A view on contractions of higher dimensional varieties.

*(English)*Zbl 0948.14014
Kollár, János (ed.) et al., Algebraic geometry. Proceedings of the Summer Research Institute, Santa Cruz, CA, USA, July 9-29, 1995. Providence, RI: American Mathematical Society. Proc. Symp. Pure Math. 62(pt.1), 153-183 (1997).

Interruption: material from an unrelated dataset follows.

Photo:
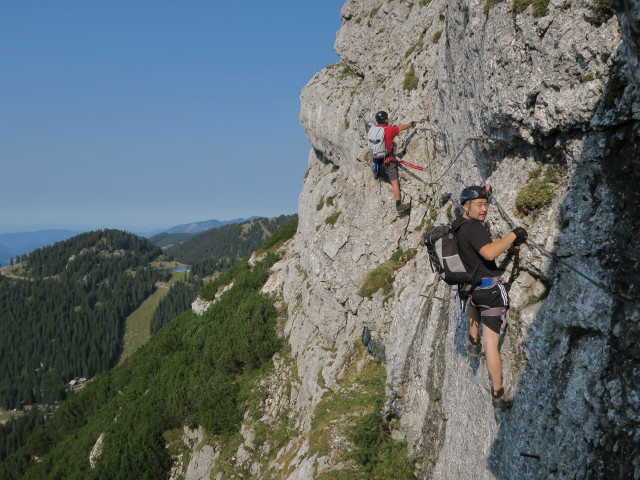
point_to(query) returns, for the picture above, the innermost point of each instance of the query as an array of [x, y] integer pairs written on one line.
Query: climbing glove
[[521, 235]]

The article under review provides a compendious exposition of recent developments on studies of the geometric structure of contraction morphisms associated to extremal rays (= Fano-Mori contractions as referred to in the article) of higher dimensional projective algebraic varieties. The notion of extremal rays is introduced by S. Mori [Ann. Math., II. Ser. 116, 133-176 (1982; Zbl 0557.14021)], emerging in an attempt to clarify the mechanism as to how to obtain a minimal model, i.e., an ideal representative of a birational equivalence class whose structure is as natural and irredundant as possible, most befitted to reflect the geometry of the class, in an analogous manner to the classical 2 dimensional case. This program is called the minimal model program, whose idea owes to M. Reid [in: Algebraic Varieties and Analytic Varieties, Proc. Symp., Tokyo 1981, Adv. Stud. Pure Math. 1, 131-180 (1983; Zbl 0558.14028)]. Once the notion of the extremal rays is established, to settle the existence of an associated contraction morphism becomes the next main concern, a special case of which is worked out within the same cited article of Mori, in the 3-dimensional case. There Mori explicitly constructed such a contraction morphism with concrete descriptions of fibers. Most importantly, it is from such description that one realizes the unavoidable occurrence of singularities, a serious evil which hinders the existing methods to search for minimal models in higher dimensions. This makes it necessary to generalize the existence of contraction morphisms to full generality, taking care of the singularities, as one major subsequent focus. This is worked out by Y. Kawamata [Ann. Math., II. Ser. 119, 603-633 (1984; Zbl 0544.14009)], J. Kollár [Ann. Math., II. Ser. 120, 1-5 (1984; Zbl 0544.14010)] and V. V. Shokurov [Math. USSR, Izv. 26, 591-604 (1986); translation from Izv. Akad. Nauk SSSR, Ser. Mat. 49, No. 3, 635-651 (1985; Zbl 0605.14006)], in arbitrary dimensions, where, unlike Mori’s approach, the proof is in minimal connection with the concrete structure of those contractions but is made rather by such abstract methods as cohomology vanishing [see Y. Kawamata, Math. Ann. 261, 43-46 (1982; Zbl 0476.14007) and E. Viehweg, J. Reine Angew. Math. 335, 1-8 (1982; Zbl 0485.32019)], a generalization of Kodaira’s fundamental theorem.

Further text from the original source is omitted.